Personalized searches have a lot of benefits – obviously, search engines who have figured out better algorithms attract more users (for example, Google versus Bing or Yahoo!) because they allow the searcher to find what is most relevant to them, what they are most likely searching for, more easily and efficiently. Social networking sites like Facebook use similar data to draw up a user’s feed, thereby keeping the user on that app or website for a longer amount of time because they just happen to be interested in the posts they are seeing. However, there are some negatives. “Filter bubbles” arise because of increased capability of personalized searches, where a user is fed mostly information that is relevant to them (based on click history, search history, location, etc.) and become separated from information that opposes their viewpoints or information that doesn’t directly concern them (developing countries, for example). Personalized searchers therefore benefit many internet-goers (usually people living in more developed countries who have access to the Internet and smartphones) by making their Internet experience more of what they want to see.

Choosing to eliminate personalized searches would undoubtedly make our lives more difficult because we are so used to it, but if we continue to go down this path, there are incredible dangers. Eli Pariser, an internet activist who coined the term “filter bubble,” talks about the dangers and harmful effects, which affect both the population of computer and phone users, but also those in more developing countries. Filter bubbles describes social media algorithms that are able to create personalized “feeds” or suggestion lists based on what the user is predicted to enjoy [1].  Over time, filter bubbles exacerbates the issue of splinternet or “cyberbalkanization,” dividing the Internet into sub-groups of people who agree with each other and live/interact online in an echo chamber of their own beliefs and viewpoints, never receiving different or opposing ideas, and never even realizing it.

Personalized searches definitely involve the use of “big data,” a concept Professor Barreto talked about in Lecture 1 to describe datasets so large or complex that traditional data processing applications are inadequate.
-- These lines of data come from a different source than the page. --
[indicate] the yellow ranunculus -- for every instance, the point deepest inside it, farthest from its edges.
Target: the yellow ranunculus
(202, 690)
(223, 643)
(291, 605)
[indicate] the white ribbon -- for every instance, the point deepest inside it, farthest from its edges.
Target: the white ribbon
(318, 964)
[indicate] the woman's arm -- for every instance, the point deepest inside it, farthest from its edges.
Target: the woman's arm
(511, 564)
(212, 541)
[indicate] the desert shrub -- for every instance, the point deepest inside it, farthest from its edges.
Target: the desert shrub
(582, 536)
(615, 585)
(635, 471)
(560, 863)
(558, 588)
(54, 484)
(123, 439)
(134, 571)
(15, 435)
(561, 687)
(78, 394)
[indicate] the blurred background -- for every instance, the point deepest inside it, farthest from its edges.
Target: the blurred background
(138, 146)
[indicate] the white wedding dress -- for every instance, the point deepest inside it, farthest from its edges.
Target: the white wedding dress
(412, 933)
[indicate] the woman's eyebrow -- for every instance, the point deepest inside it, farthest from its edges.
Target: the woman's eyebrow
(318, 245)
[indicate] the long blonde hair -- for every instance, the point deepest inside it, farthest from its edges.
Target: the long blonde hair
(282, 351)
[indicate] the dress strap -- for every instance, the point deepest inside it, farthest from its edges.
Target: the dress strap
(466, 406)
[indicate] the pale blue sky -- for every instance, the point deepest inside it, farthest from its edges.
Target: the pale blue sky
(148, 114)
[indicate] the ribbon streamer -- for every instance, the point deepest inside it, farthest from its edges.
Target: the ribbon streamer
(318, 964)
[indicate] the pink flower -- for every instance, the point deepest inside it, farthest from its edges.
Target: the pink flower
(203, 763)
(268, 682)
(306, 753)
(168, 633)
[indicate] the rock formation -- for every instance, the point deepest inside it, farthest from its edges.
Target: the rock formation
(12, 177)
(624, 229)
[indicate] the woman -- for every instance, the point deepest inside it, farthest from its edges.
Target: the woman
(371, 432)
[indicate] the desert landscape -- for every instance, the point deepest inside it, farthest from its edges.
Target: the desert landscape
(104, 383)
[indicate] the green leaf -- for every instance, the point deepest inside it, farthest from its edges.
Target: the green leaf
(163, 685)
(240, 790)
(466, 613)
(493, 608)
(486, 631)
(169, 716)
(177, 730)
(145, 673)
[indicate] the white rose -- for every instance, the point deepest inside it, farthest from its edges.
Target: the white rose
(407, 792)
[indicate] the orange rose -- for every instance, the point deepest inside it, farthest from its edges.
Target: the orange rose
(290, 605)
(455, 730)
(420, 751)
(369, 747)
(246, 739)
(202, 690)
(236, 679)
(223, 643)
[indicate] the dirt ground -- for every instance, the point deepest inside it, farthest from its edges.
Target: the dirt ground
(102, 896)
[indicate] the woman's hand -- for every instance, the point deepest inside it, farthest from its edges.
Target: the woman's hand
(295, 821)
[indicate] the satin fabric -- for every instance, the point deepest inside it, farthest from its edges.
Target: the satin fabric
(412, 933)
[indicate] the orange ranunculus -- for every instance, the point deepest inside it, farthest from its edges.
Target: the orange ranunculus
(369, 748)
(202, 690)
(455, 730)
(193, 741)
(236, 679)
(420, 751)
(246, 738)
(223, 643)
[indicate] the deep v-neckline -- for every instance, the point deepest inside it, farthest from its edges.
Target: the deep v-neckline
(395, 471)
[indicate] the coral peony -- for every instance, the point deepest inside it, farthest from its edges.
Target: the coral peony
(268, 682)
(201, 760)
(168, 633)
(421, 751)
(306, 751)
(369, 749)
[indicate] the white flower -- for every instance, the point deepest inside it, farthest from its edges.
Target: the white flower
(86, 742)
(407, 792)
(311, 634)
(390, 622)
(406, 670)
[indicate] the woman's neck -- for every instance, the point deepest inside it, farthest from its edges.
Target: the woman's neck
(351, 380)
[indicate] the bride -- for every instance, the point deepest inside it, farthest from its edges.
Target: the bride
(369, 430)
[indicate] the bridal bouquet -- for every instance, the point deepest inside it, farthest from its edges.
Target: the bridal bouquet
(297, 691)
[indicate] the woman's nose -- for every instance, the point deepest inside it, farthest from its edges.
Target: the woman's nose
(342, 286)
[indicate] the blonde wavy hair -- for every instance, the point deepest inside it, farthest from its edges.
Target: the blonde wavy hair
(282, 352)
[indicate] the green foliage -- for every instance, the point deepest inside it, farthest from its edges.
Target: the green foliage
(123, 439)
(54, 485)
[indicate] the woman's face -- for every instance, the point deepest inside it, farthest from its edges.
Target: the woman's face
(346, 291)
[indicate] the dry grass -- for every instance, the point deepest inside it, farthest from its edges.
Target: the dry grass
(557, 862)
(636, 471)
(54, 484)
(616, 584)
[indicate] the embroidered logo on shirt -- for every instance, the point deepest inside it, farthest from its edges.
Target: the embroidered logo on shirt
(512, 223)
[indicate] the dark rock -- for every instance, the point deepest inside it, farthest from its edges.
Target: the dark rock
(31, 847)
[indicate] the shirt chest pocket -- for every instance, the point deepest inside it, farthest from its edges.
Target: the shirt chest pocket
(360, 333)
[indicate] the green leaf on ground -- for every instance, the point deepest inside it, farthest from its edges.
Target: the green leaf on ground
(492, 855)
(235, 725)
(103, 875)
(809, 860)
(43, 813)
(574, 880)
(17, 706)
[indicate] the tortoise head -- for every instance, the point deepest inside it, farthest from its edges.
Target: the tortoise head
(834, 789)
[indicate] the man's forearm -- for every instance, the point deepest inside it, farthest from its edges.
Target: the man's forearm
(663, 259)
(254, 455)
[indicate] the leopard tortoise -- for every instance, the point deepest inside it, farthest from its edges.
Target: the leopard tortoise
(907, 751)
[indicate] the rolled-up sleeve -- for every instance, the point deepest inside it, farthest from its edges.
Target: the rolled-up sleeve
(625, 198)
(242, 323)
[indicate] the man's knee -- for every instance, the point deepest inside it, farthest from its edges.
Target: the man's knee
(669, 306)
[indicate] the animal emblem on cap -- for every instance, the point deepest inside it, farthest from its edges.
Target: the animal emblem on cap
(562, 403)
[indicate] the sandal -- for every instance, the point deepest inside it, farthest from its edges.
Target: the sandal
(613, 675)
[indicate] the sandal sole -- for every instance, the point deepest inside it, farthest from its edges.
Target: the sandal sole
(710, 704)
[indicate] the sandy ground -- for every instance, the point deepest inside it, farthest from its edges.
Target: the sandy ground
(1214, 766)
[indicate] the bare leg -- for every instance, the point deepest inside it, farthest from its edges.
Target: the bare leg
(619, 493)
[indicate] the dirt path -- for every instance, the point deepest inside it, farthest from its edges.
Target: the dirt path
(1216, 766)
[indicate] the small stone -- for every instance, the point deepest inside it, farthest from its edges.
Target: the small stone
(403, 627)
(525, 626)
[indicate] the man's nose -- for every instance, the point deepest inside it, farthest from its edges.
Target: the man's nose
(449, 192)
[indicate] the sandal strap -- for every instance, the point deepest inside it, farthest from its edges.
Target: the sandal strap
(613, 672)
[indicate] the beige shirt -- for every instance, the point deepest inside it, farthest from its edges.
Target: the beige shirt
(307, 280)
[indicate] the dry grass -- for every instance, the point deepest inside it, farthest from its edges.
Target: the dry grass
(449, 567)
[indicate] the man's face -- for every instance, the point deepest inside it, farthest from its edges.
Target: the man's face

For example, personalized searches analyze millions upon millions of people, their locations, their search history, click history, frequently visited websites…and then compile it, sift through billions of web pages to find the most “relevant” one. This made me think about the “the cost of free” – after all, Google searches are free, but that also means they are likely collecting and storing our search data to give to third party companies to use for advertising and marketing or data collection. Personalized data also uses algorithms to mathematically calculate and return the best search results. It also involves the carry-over effect, which describes when a user performs a search and then follows it up with another search – the second search is then influenced by the first one assuming that they are connected. Overall, personalized searches are used by everyone from Google Search to Facebook’s personalized feed to Yahoo! to Bing, all in order to help users find websites most relevant to the

As a result of personalized searches, more of the information we read online has become polarized. Because we now have access to more and more information, we have the power to select exactly what relevant information we want to view. This can have quite severe repercussions. For instance, the menace of news media polarization has reared its head specifically during the 2016 election – a Pew Research Center study conducted after the election of President Trump found that 64 percent of adults “believe fake news stories cause a great deal of confusion” [2]. Fundamentally, social media makes it particularly effortless to share incorrect information, which, in this case, led to a critical absence of political fact-checking. 


[1] Will Rinehart, “The Election of 2016 and the Filter Bubble Thesis in 2017” on Medium.

[2]  Janna Anderson and Lee Rainie, “The Future of Truth and Misinformation Online”, on Pew Research Center.